Beyond disclosure to the patient, fellows have the opportunity to acknowledge mistakes to one another and to faculty members. Through formal morbidity/mortality conferences, root cause analyses, or through informal conversations, every opportunity should be made to discuss how and why errors are made. Discussing errors should be done in a careful manner in which blame is not unduly assessed. The culture of talking openly about mistakes should not be taboo. In fact, the simple act of discussing mistakes is often cathartic.

Finally, at the core of making a mistake is the prevention of subsequent errors. The ultimate efforts after identification and acceptance of mistakes should be directed towards ensuring similar errors are not made in the future. When adverse patient outcomes occur, the resultant disheartenment (and even fear) may transiently heighten awareness to ensure that similar mistakes are avoided in the short term. Translating short-term improvements into long-term, sustained changes is more challenging. As a fellow, beyond relying on conferences to reinforce learning points when mistakes occur, a concerted effort must be made to periodically audit one's own practice. Whether that includes formal chart reviews of certain ambulatory patient populations or informal review of inpatient consults at the end of a rotation, fellows, early-career attendings, or seasoned cardiologists all benefit from audits to ensure adherence to standard practice and published guidelines. Self-analysis generates questions about patient care and allows for ongoing dialogue with senior cardiologists.

Many of the errors encountered in fellowship training or just afterwards (and those that cause the most anxiety) center on medical decision-making. Timely and effective communication between health care providers and patients is often overlooked as a major factor in propagating mistakes. As a fellow, we are often the primary point of contact between the attending, consultants, family members and other trainees. Ensuring continuous and open communication with all parties inevitably allows for smoother execution of plans and provides some protection from criticism that may arise if adverse outcomes occur.

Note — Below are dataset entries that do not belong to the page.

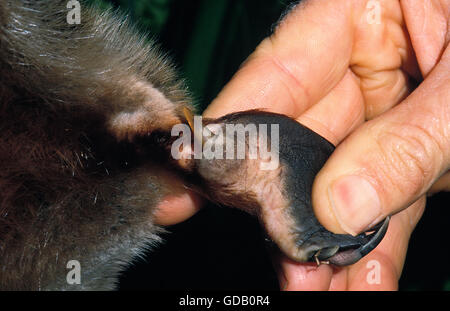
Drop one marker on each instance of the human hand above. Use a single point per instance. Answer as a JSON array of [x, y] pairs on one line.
[[333, 65]]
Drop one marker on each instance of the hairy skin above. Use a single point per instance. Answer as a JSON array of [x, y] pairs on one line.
[[87, 113]]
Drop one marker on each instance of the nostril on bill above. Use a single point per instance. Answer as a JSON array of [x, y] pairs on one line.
[[350, 256]]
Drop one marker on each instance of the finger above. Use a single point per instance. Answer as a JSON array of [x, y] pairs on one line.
[[297, 66], [304, 276], [429, 30], [381, 269], [177, 204], [338, 113], [389, 162], [442, 184], [383, 57]]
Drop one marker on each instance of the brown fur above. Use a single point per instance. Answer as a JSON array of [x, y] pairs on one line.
[[81, 107]]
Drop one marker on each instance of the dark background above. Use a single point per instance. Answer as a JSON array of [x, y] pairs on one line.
[[222, 248]]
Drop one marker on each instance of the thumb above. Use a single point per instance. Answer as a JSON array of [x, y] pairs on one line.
[[389, 162]]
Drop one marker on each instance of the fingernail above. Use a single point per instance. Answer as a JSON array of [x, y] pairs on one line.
[[355, 204]]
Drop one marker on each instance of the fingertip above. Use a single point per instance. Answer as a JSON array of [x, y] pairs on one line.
[[176, 208]]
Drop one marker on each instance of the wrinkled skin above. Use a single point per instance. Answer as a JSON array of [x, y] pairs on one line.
[[332, 71]]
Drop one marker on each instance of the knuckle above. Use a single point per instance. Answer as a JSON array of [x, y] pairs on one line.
[[412, 157]]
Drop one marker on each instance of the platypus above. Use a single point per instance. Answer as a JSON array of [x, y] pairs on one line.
[[86, 120]]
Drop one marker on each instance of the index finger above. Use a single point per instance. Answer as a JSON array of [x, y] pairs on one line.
[[298, 65]]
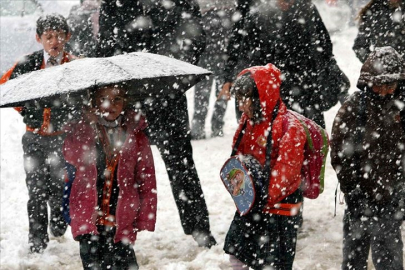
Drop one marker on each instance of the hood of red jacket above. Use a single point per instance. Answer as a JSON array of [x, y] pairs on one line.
[[268, 81]]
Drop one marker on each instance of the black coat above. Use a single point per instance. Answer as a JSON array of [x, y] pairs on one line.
[[83, 40], [380, 26], [298, 43]]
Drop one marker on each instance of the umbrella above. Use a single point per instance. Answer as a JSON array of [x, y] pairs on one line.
[[145, 75]]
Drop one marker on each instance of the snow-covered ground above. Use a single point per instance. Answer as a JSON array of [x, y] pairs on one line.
[[319, 244]]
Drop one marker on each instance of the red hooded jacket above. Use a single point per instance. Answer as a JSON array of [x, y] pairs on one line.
[[137, 201], [288, 136]]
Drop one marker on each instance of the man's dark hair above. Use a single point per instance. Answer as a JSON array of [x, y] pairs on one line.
[[52, 22]]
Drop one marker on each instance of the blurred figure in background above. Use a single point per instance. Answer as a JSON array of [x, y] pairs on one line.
[[83, 20], [382, 23], [291, 35], [173, 29], [216, 19], [368, 136]]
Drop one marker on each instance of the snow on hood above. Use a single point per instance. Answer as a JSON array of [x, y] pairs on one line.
[[268, 81]]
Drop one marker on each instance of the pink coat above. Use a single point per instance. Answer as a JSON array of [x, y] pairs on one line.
[[137, 202]]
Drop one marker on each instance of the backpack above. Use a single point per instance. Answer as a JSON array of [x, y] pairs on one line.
[[315, 153]]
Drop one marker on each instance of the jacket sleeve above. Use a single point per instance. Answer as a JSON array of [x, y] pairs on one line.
[[363, 41], [6, 76], [70, 176], [343, 145], [286, 169], [145, 177]]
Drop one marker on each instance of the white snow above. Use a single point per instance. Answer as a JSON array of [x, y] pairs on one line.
[[90, 72], [319, 245]]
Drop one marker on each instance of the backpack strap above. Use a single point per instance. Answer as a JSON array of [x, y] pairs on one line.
[[269, 145]]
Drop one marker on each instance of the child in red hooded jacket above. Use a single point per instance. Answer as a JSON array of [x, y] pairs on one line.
[[112, 181], [267, 237]]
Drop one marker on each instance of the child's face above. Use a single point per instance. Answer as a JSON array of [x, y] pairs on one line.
[[53, 41], [245, 106], [385, 89], [110, 102]]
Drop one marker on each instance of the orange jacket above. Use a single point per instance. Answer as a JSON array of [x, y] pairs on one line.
[[43, 130]]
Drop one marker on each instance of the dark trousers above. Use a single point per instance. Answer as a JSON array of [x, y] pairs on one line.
[[263, 241], [169, 129], [44, 167], [100, 252], [201, 104], [368, 226]]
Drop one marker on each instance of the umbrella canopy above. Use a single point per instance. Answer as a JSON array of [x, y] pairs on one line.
[[144, 74]]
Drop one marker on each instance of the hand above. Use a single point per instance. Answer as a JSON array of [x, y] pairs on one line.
[[90, 114], [225, 91]]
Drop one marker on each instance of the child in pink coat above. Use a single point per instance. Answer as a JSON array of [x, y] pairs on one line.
[[111, 181]]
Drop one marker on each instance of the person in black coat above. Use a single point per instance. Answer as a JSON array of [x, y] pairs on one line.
[[382, 23], [175, 31], [291, 35], [217, 22]]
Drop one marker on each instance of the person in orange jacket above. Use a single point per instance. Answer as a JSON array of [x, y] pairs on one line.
[[42, 141], [266, 236]]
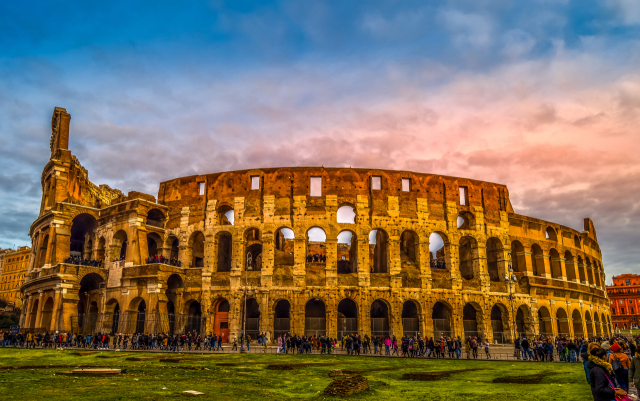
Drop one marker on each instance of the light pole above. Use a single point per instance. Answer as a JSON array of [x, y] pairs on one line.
[[244, 310], [511, 279]]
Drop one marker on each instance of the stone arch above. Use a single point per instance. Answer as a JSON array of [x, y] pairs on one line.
[[570, 267], [379, 254], [379, 316], [466, 221], [468, 257], [439, 251], [562, 322], [554, 261], [224, 241], [442, 318], [550, 234], [346, 214], [411, 318], [119, 245], [347, 254], [195, 246], [315, 318], [495, 259], [410, 246], [537, 260], [518, 261], [577, 321], [82, 228], [472, 320], [347, 317], [545, 326], [156, 218], [282, 318]]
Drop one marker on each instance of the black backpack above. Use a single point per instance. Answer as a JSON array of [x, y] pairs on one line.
[[616, 365]]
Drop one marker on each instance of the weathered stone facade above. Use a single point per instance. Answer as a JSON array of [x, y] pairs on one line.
[[386, 280]]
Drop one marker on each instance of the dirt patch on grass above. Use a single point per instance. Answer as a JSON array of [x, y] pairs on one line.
[[433, 376], [347, 386], [530, 379]]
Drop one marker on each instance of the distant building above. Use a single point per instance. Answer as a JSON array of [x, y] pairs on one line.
[[16, 264], [625, 301]]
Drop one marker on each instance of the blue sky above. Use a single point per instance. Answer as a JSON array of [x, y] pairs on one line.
[[542, 96]]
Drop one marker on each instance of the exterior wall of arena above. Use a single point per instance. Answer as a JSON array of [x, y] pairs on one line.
[[267, 239]]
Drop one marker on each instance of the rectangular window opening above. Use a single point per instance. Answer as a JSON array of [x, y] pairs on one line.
[[255, 182], [376, 183], [315, 188], [406, 185], [464, 196]]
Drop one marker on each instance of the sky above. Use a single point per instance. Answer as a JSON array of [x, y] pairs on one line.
[[543, 96]]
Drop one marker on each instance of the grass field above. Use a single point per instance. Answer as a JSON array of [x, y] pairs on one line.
[[236, 376]]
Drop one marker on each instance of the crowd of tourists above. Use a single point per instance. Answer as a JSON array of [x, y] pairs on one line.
[[77, 260], [162, 259], [611, 365]]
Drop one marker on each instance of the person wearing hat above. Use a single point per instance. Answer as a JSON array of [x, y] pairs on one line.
[[622, 374]]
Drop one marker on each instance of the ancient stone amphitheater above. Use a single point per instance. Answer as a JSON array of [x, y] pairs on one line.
[[304, 250]]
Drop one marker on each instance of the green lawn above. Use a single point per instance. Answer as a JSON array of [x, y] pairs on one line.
[[252, 378]]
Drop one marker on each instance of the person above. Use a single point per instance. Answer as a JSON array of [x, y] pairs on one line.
[[634, 369], [601, 377], [620, 362]]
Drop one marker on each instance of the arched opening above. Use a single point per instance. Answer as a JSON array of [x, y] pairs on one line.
[[119, 245], [221, 319], [225, 251], [141, 317], [598, 325], [316, 245], [497, 324], [581, 271], [441, 316], [82, 228], [47, 311], [44, 244], [551, 234], [253, 249], [562, 321], [518, 262], [577, 324], [33, 315], [282, 318], [589, 323], [194, 317], [472, 320], [570, 267], [252, 321], [466, 221], [554, 261], [155, 218], [315, 323], [494, 259], [468, 252], [154, 245], [438, 247], [408, 247], [347, 253], [537, 260], [347, 318], [544, 322], [410, 319], [379, 318], [197, 249], [346, 215], [379, 251]]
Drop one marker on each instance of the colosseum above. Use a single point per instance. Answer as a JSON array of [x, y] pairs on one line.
[[304, 250]]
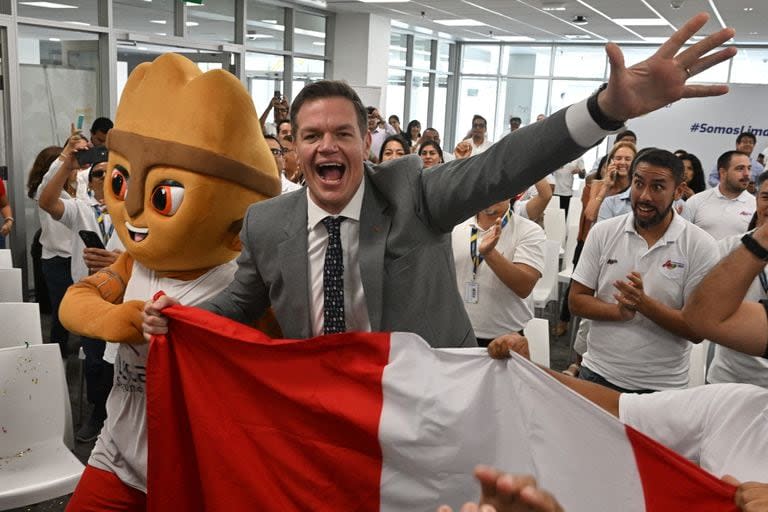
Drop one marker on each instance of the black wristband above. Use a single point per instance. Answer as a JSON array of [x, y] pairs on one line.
[[754, 247], [597, 115]]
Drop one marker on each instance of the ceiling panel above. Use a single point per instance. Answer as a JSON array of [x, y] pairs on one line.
[[527, 18]]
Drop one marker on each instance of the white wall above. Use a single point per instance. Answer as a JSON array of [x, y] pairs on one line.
[[718, 121]]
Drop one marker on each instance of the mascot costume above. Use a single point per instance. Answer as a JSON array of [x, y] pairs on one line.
[[187, 157]]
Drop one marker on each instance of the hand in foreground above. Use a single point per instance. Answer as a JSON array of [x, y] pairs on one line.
[[502, 492], [660, 79], [153, 321], [750, 496], [630, 296], [501, 347], [97, 259]]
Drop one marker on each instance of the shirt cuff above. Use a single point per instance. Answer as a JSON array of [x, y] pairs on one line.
[[583, 129]]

Cardiology is a field that requires a combination of thoughtfulness and decisiveness. As trainees, we are constantly working to find the appropriate balance between these two forces, and along the way, making mistakes is inevitable. The image of the perfect physician is a flawed one, an antiquated remnant of the past. Instead, we should view ourselves as lifelong students who are not afraid to admit our limitations, learn from our mistakes, and when in doubt, always ask the question.


This article was authored by Akhil Narang, MD, and Bryan Smith, MD, fellows in training (FITs) at the University of Chicago Medicine.